20 In addition, the Tribunal rejected the second appellant's claims that he came to Australia because he feared harm and was unable to return to India following his arrival in 2006 to see his family as a result of fear of that harm. Instead, it found that the evidence indicates that he travelled to Australia on a business visa and pursued that visa and a permanent business visa for some time, and that it was only when those applications were unsuccessful that he sought to lodge a protection visa application.
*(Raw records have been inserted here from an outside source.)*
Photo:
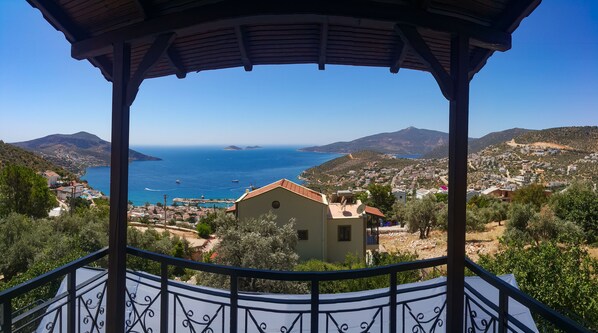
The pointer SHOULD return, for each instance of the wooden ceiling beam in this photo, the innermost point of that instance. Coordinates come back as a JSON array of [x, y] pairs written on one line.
[[233, 13], [243, 48], [512, 15], [175, 62], [323, 46], [151, 57], [61, 22], [142, 9], [398, 62], [411, 37]]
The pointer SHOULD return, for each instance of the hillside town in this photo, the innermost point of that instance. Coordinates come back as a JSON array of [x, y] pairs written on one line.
[[496, 170]]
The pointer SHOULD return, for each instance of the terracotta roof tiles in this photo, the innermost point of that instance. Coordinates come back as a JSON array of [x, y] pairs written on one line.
[[373, 211], [290, 186]]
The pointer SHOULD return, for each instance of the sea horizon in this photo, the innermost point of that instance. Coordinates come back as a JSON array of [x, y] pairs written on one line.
[[207, 171]]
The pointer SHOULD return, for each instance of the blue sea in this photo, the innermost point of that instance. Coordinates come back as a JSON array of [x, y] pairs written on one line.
[[206, 171]]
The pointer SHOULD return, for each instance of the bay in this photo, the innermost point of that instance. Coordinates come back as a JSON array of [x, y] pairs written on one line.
[[206, 171]]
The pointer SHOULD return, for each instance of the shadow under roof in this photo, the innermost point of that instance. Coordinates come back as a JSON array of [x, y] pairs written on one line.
[[215, 34]]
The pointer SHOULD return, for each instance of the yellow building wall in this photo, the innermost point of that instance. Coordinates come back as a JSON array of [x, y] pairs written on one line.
[[337, 251], [309, 215]]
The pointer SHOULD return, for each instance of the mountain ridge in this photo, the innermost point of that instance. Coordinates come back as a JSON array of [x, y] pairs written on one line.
[[408, 141], [10, 154], [76, 152], [478, 144]]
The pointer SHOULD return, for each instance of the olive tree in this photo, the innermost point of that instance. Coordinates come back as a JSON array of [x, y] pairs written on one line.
[[25, 192], [421, 215], [253, 243]]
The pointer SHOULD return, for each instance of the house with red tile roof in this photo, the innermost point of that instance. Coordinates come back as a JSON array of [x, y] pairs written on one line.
[[328, 229]]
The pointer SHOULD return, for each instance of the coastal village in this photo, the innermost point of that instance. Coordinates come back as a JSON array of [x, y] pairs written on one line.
[[497, 170]]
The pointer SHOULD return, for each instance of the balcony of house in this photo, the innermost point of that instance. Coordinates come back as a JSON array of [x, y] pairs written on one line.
[[76, 300]]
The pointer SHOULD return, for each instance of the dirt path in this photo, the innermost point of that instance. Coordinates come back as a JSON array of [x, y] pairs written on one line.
[[477, 243]]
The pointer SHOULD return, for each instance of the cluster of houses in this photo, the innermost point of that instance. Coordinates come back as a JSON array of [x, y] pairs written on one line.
[[327, 227], [65, 191]]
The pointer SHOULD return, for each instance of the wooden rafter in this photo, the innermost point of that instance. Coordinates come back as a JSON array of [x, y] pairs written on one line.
[[151, 57], [142, 8], [507, 21], [175, 62], [243, 48], [400, 57], [411, 37], [250, 12], [323, 45], [59, 20]]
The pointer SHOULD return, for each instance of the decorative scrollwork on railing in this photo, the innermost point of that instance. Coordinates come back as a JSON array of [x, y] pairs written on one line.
[[205, 322], [421, 322], [364, 325], [472, 324], [91, 310], [140, 317], [262, 326], [57, 316]]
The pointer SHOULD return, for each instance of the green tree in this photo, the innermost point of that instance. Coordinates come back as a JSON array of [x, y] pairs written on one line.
[[526, 225], [533, 194], [17, 245], [352, 262], [563, 278], [204, 230], [579, 204], [421, 215], [209, 218], [381, 197], [254, 243], [23, 191], [399, 212]]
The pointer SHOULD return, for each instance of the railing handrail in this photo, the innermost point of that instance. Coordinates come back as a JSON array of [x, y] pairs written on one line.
[[534, 305], [51, 275], [287, 275]]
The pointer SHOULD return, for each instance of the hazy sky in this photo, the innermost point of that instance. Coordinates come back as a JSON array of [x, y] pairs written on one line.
[[548, 79]]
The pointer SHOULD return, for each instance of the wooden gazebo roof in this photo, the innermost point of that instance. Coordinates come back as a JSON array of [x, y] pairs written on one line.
[[213, 34], [130, 40]]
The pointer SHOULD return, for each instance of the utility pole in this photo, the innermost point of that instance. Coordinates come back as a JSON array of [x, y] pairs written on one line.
[[73, 184], [165, 196]]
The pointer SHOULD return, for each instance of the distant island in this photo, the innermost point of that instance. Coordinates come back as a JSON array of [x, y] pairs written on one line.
[[414, 141], [77, 152], [239, 148]]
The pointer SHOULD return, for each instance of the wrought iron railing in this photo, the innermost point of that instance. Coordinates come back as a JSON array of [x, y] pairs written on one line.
[[79, 306], [506, 295]]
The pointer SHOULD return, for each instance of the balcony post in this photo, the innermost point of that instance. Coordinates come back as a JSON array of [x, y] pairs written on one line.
[[119, 181], [234, 303], [6, 316], [71, 282], [315, 305], [503, 311], [458, 134], [164, 298], [393, 302]]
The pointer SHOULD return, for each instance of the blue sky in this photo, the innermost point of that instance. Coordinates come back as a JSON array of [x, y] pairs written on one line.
[[548, 79]]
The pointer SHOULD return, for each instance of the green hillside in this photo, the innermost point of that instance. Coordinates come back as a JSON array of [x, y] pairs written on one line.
[[584, 138], [10, 154]]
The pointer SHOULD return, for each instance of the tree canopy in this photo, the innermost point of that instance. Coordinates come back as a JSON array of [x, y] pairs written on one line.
[[380, 197], [24, 192], [421, 215], [579, 204], [533, 194], [254, 243]]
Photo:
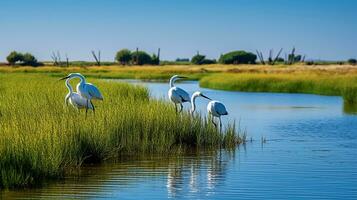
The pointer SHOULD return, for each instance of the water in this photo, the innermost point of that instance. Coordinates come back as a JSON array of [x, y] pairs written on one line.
[[310, 153]]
21 In considering the claims that the first appellant would suffer future harm, the Tribunal accepted that there is considerable persecution of vulnerable children in India, including child labour, trafficking and commercial sexual exploitation. The Tribunal also accepted that the appellants have resided in Australia for several years and are well-settled and that their return to India will be a difficult adjustment and that they are very anxious about the prospect of returning to India. However, the Tribunal did not accept that there is a real chance that the first appellant will be killed or assaulted in India, or that he will otherwise suffer serious harm. It found that the first appellant's parents were not as socially or economically disadvantaged as they have attempted to establish; they have been educated and the first appellant's father was employed and able to travel to Singapore and subsequently Australia for work purposes. The Tribunal observed that the second appellant was unable to explain, when asked a number of times during the hearing, why his son or daughter would be harmed, given that he has several siblings in India who appear to be living safely.
22 Ultimately, the Tribunal was not satisfied that the appellants will face serious harm amounting to persecution, for reasons of their race, religion, nationality, membership of a particular social group or for any other Convention reason, in the event that they return to India. The Tribunal was not satisfied that any discrimination that they might experience as members of their caste were sufficient to establish that the first appellant would suffer serious harm upon his return to India. Accordingly, the Tribunal found that grounds were not made out for entitlement to a protection visa pursuant to ss 36(1)(a) or (aa) of the Act.